Sementara itu, dalam rapat internal, kemarin, MKD sempat menyoroti rendahnya kehadiran anggota DPR. Menurut Ketua MKD dari Fraksi Partai Gerindra Sufmi Dasco Ahmad, MKD akan membahas persoalan itu sekaligus cara-cara yang bisa diambil guna meningkatkan kehadiran anggota, dengan pimpinan DPR.
Rapat juga membahas kemungkinan mengumumkan anggota DPR yang sering absen rapat, sebagaimana diusulkan sejumlah fraksi ke MKD. “Kalau nanti disetujui, ya diumumkan saja, tidak masalah,” ujar Dasco.
Wakil Ketua MKD dari Fraksi Partai Golkar Adies Kadir mengatakan, MKD akan segera menggelar pertemuan dengan pimpinan-pimpinan fraksi. MKD akan kembali mengingatkan mereka agar anggotanya tidak lupa akan tugasnya sebagai anggota DPR. MKD juga akan meminta pimpinan fraksi mengatur jadwal anggotanya, agar tingkat kehadiran di rapat-rapat tetap terjaga.
“Pimpinan fraksi bisa saja mengatur siapa anggotanya yang perlu hadir rapat dan siapa yang bisa di dapil (daerah pemilihan). Jadi yang hadir rapat, bergantian,” katanya.
Jika setelah pertemuan, masih ada anggota DPR yang sering bolos rapat, MKD akan menjatuhkan sanksi seperti diatur di Pasal 20 Peraturan DPR Nomor 1 Tahun 2015 tentang Kode Etik DPR. Dalam Kode Etik, diatur bahwa ketidakhadiran di rapat paripurna sebanyak 40 persen dan rapat alat kelengkapan Dewan sebanyak 40 persen dalam satu kali masa sidang tanpa keterangan sah dari pimpinan fraksi atau ketua kelompok fraksi, dikenakan sanksi ringan berupa teguran lisan atau tertulis.
Pengulangan pelanggaran diberikan sanksi sedang, berupa pemindahan keanggotaan pada AKD atau pemberhentian dari jabatan pimpinan DPR atau pimpinan AKD. Adapun pengulangan pelanggaran untuk tiga kali diberi sanksi berat, yaitu pemberhentian sementara paling singkat tiga bulan atau pemberhentian sebagai anggota.

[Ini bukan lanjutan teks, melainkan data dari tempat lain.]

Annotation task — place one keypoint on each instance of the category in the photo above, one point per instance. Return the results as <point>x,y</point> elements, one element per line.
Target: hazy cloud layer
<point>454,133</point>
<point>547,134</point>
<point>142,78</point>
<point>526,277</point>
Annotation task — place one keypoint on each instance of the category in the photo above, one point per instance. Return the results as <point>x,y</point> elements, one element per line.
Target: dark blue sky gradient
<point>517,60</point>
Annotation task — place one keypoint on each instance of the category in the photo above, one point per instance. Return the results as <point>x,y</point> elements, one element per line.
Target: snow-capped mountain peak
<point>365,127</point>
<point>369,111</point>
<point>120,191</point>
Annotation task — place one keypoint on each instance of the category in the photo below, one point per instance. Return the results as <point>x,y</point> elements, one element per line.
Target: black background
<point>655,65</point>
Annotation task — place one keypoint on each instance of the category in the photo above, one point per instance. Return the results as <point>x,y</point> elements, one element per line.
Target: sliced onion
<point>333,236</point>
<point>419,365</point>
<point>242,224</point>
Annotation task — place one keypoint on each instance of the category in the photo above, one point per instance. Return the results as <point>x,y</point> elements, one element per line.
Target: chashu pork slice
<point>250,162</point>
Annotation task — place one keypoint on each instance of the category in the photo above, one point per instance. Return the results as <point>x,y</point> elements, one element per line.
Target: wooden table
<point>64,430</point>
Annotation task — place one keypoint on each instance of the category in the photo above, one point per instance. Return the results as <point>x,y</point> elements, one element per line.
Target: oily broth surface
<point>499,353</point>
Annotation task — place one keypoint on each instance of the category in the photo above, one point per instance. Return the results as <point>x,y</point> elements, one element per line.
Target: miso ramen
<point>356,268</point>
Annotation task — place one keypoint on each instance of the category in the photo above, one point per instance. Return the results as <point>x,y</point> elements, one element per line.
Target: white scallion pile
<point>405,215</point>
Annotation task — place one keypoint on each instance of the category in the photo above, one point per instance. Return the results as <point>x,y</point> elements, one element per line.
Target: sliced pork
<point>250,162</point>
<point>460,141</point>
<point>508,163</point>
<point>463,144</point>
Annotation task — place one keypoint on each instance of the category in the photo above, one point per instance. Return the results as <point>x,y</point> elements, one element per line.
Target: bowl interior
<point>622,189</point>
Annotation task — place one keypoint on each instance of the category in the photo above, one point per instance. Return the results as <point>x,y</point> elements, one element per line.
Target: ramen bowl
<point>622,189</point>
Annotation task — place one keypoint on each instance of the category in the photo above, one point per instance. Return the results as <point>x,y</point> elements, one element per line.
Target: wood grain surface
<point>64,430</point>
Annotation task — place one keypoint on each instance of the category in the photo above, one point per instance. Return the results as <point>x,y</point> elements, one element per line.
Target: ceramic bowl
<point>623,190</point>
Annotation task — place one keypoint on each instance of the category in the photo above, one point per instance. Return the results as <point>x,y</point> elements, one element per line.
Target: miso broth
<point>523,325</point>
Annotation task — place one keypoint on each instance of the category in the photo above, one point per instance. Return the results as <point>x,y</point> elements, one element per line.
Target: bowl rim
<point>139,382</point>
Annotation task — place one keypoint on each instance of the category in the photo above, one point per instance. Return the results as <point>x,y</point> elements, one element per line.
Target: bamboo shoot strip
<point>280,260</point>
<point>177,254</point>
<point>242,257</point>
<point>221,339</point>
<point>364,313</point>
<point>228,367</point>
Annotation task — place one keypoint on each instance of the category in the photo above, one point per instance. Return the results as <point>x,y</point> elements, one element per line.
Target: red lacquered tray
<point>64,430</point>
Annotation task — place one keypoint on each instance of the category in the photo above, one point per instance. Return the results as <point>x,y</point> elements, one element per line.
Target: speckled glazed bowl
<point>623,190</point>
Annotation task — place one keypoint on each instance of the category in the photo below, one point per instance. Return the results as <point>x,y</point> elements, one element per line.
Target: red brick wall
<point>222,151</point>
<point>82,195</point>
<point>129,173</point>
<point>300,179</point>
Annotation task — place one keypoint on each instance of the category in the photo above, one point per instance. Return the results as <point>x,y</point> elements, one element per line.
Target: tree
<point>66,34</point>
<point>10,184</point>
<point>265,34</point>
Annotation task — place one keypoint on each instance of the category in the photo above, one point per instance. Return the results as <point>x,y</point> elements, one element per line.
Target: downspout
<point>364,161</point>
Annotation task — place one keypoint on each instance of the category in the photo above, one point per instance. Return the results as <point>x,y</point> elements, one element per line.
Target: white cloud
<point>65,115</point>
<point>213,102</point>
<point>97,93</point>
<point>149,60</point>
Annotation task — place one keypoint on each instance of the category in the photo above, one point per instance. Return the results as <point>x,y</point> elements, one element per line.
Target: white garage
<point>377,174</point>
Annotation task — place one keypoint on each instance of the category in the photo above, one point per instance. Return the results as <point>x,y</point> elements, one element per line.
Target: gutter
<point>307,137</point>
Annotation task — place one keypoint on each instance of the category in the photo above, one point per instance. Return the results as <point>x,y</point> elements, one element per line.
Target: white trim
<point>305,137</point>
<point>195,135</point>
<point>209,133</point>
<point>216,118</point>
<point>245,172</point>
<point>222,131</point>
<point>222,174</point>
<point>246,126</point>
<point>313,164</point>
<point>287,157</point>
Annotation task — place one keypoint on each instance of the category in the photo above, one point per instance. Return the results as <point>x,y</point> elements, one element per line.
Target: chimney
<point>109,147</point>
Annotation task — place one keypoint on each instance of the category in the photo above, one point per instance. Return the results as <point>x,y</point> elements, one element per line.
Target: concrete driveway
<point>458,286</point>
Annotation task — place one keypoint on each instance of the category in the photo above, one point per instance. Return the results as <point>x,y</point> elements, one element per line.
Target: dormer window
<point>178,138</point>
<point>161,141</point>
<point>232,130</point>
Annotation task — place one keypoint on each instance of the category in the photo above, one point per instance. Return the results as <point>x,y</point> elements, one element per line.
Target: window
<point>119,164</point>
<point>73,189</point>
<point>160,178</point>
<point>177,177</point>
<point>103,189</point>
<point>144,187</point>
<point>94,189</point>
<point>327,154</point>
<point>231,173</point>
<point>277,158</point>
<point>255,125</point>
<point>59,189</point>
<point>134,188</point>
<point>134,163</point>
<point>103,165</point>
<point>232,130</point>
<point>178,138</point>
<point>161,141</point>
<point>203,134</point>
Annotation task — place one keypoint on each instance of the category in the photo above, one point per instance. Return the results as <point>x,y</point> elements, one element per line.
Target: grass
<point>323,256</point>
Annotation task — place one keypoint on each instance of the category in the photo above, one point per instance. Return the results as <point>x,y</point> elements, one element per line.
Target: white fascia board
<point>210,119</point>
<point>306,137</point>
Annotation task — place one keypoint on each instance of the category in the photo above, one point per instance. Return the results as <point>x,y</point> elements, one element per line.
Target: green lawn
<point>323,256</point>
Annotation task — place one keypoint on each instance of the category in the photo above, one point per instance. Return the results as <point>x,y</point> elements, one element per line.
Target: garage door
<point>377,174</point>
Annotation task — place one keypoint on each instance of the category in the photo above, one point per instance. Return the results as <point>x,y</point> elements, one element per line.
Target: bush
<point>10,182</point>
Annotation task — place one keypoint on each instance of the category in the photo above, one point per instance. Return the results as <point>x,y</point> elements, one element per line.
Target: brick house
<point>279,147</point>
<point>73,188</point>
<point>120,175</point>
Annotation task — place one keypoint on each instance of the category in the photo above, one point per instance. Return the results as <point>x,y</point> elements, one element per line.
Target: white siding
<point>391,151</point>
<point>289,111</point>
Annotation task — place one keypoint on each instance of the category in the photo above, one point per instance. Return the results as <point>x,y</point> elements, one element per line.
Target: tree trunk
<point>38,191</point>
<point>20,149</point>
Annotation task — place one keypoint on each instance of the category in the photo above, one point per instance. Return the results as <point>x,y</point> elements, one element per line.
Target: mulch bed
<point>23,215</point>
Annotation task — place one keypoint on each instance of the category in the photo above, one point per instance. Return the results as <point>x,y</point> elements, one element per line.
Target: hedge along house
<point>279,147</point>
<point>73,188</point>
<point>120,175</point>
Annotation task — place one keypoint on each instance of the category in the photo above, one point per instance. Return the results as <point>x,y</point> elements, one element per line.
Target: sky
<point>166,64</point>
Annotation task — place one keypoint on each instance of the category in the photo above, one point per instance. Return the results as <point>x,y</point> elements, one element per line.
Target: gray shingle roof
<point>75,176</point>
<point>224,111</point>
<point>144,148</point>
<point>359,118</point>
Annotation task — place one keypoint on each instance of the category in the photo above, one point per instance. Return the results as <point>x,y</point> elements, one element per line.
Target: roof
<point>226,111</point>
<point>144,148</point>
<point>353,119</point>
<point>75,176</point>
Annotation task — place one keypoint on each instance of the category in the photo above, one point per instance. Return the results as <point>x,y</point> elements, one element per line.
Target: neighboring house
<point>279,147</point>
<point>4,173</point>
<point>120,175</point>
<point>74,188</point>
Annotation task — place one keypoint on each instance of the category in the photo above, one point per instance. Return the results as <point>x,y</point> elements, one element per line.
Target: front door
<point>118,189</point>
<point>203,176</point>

Adies mengklaim, sebelumnya MKD sudah mengeluarkan beberapa peringatan ke sejumlah pimpinan fraksi untuk mengingatkan anggotanya yang sering absen rapat. Namun MKD belum mencek apakah mereka yang pernah ditegur itu, masih sering absen rapat. Jika memang mereka masih sering absen rapat, sanksi seperti diatur di Peraturan DPR 1/2015 akan dijatuhkan.

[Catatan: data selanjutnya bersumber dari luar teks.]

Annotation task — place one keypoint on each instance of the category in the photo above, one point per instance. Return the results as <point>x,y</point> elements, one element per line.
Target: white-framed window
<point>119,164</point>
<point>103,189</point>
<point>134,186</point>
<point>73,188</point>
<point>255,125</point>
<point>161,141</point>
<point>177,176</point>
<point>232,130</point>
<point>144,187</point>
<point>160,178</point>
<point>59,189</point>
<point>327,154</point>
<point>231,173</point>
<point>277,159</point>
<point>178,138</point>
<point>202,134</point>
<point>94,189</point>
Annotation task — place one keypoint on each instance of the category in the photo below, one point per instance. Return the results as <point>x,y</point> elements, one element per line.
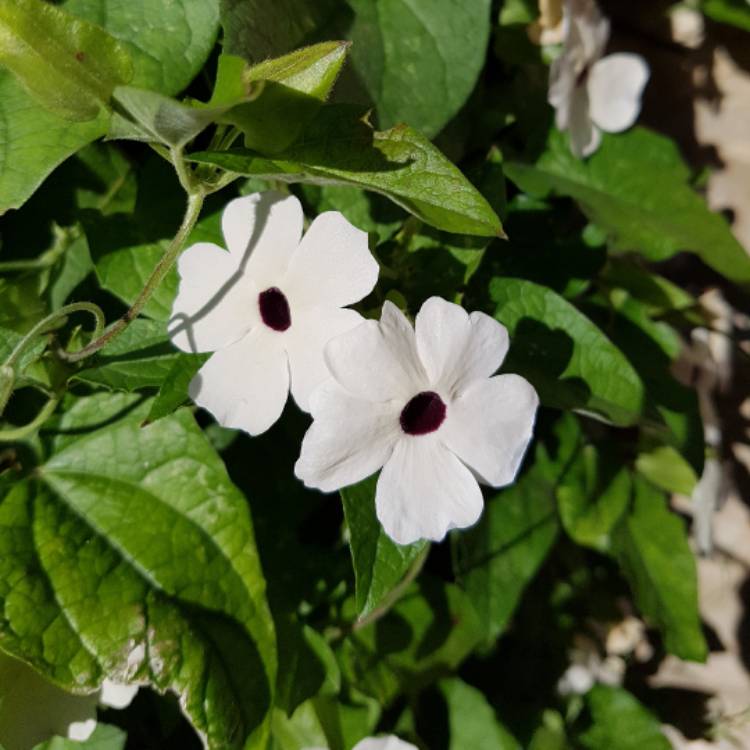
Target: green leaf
<point>336,148</point>
<point>143,115</point>
<point>307,666</point>
<point>419,61</point>
<point>497,558</point>
<point>311,70</point>
<point>667,469</point>
<point>652,548</point>
<point>289,93</point>
<point>104,738</point>
<point>88,589</point>
<point>259,29</point>
<point>652,346</point>
<point>472,721</point>
<point>429,632</point>
<point>173,391</point>
<point>140,357</point>
<point>734,12</point>
<point>75,267</point>
<point>567,358</point>
<point>69,66</point>
<point>592,497</point>
<point>620,722</point>
<point>379,563</point>
<point>168,45</point>
<point>127,247</point>
<point>34,141</point>
<point>168,42</point>
<point>636,187</point>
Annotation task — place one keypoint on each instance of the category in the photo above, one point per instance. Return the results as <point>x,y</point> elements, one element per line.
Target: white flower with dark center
<point>267,306</point>
<point>589,92</point>
<point>32,710</point>
<point>421,403</point>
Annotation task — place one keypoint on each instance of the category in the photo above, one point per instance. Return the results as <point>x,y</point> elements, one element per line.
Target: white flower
<point>422,405</point>
<point>591,93</point>
<point>33,710</point>
<point>268,306</point>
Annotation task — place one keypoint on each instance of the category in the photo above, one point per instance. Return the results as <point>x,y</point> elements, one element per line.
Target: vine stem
<point>396,593</point>
<point>194,205</point>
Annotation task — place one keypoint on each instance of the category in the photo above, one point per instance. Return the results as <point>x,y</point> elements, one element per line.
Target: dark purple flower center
<point>274,309</point>
<point>423,414</point>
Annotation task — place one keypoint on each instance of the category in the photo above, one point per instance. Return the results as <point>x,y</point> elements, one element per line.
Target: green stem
<point>53,321</point>
<point>194,205</point>
<point>396,593</point>
<point>19,433</point>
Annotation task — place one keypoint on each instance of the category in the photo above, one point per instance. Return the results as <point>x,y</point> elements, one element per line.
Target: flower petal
<point>262,231</point>
<point>389,742</point>
<point>350,439</point>
<point>215,305</point>
<point>615,86</point>
<point>245,386</point>
<point>489,426</point>
<point>33,710</point>
<point>562,83</point>
<point>455,347</point>
<point>424,490</point>
<point>311,330</point>
<point>332,265</point>
<point>585,137</point>
<point>378,360</point>
<point>116,695</point>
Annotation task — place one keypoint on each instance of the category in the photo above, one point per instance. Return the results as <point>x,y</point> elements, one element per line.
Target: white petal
<point>215,306</point>
<point>32,710</point>
<point>332,265</point>
<point>424,490</point>
<point>489,426</point>
<point>585,137</point>
<point>349,440</point>
<point>80,731</point>
<point>312,328</point>
<point>115,695</point>
<point>383,743</point>
<point>245,386</point>
<point>262,231</point>
<point>615,85</point>
<point>455,347</point>
<point>378,359</point>
<point>562,82</point>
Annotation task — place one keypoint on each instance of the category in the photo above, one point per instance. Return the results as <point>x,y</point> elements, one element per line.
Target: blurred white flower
<point>389,742</point>
<point>267,306</point>
<point>423,406</point>
<point>589,92</point>
<point>33,710</point>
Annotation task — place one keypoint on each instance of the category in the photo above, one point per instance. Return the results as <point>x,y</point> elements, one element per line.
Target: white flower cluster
<point>592,93</point>
<point>388,742</point>
<point>419,402</point>
<point>32,710</point>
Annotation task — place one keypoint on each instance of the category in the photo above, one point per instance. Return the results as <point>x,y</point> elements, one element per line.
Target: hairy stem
<point>194,205</point>
<point>396,593</point>
<point>52,321</point>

Direktur Eksekutif Perkumpulan untuk Pemilu dan Demokrasi Titi Anggraini mengatakan, MKD saat ini belum menjalankan tugas sebagaimana mestinya untuk menegakkan sanksi terkait kedisiplinan anggota DPR menghadiri rapat. Pimpinan DPR dan MKD, ujarnya, seharusnya proaktif memberi laporan berkala kepada publik soal kinerja para anggota Dewan, terutama pada masa kampanye.
Menurutnya, perlu ada laporan periodik dari DPR yang tidak hanya terkait dengan rapat-rapat di DPR, tetapi juga agenda kedewanan lainnya. Laporan rutin itu bisa menjadi referensi pemilih untuk menilai performa mereka sebagai caleg petahana.
“Setidaknya pemilih jadi paham rekam jejak anggota DPR di parlemen yang akan maju kembali di pileg. Mayoritas pemilih saat ini tidak tahu karena tidak ada akses informasi yang memadai soal itu,” kata Titi.